Donate free food here
" Imagine if someone had patented conjunctions..."
I'll call bullshit on that fallacy too. Yeah, yeah, I keep hearing such heart-warming appeals to strong feelings as "but what if someone pattented sex?" Or "but what if someone patented making food, and you had to go to bed hungry?"
(Believe it or not, I didn't pull those out of the hat. They come almost verbatim from the homepage of someone whose programming work I still respect A LOT. His views on patents, well, let's just say I respect a whole lot less.)
The problem with that fallacy is two-fold:
1. Prior art. Noone could actually patent conjunctions, sex or food, because they bloody exist already. Or would get that patent overturned in a jiffy.
2. Patents expire. If someone actually invested enough time and research to invent a brand new grammatical structure, or a brand new way to have sex, or a brand new way of cooking food... and it's so useful and revolutionary that everyone wants to use it right now... what's the problem with letting patenting it?

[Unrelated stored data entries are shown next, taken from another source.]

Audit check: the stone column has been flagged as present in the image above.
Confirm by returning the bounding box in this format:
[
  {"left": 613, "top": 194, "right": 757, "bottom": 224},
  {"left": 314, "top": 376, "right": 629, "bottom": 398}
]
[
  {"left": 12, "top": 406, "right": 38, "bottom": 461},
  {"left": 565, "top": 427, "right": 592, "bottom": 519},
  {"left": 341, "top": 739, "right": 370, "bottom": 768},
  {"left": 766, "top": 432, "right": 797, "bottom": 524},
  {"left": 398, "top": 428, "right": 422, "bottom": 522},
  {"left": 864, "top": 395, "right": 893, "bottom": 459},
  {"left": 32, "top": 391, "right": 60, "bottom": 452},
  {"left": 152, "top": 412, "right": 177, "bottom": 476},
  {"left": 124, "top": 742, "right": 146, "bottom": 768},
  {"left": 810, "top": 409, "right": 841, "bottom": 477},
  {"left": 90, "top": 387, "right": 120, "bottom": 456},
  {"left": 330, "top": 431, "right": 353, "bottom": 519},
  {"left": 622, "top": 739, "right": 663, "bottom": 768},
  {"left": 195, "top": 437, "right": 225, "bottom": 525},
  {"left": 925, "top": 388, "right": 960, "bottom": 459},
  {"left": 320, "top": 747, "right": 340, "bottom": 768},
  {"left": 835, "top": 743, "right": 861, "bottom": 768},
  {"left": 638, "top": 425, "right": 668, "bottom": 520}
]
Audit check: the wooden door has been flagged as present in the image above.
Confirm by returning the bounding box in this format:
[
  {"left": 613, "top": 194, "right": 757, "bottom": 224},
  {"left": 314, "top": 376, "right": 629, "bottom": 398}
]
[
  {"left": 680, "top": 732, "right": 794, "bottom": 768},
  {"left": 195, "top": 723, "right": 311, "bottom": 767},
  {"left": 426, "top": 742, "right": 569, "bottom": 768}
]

It would mean that patents actually worked: they gave someone incentive to research something new. And in 20 years, which is a ridiculously short time on a history scale, we get it in the public domain.
Whereas without that, we probably wouldn't have got that thing researched at all.
I.e., between:
A. we get some new useful invention, but get to wait 20 years before it's public domain, and
B. we _might_ get it in 100 years or not at all, ever, because it wasn't economical for anyone to pay for that research...
which would you choose?
I'll choose A any time.
If your ideal world is more like B, may I suggest you go join the Amish or some other such fine group? Just pretend you're in an alternate universe where patents never existed, and not much new ever got invented.
A polar bear is a cartesian bear after a coordinate transform.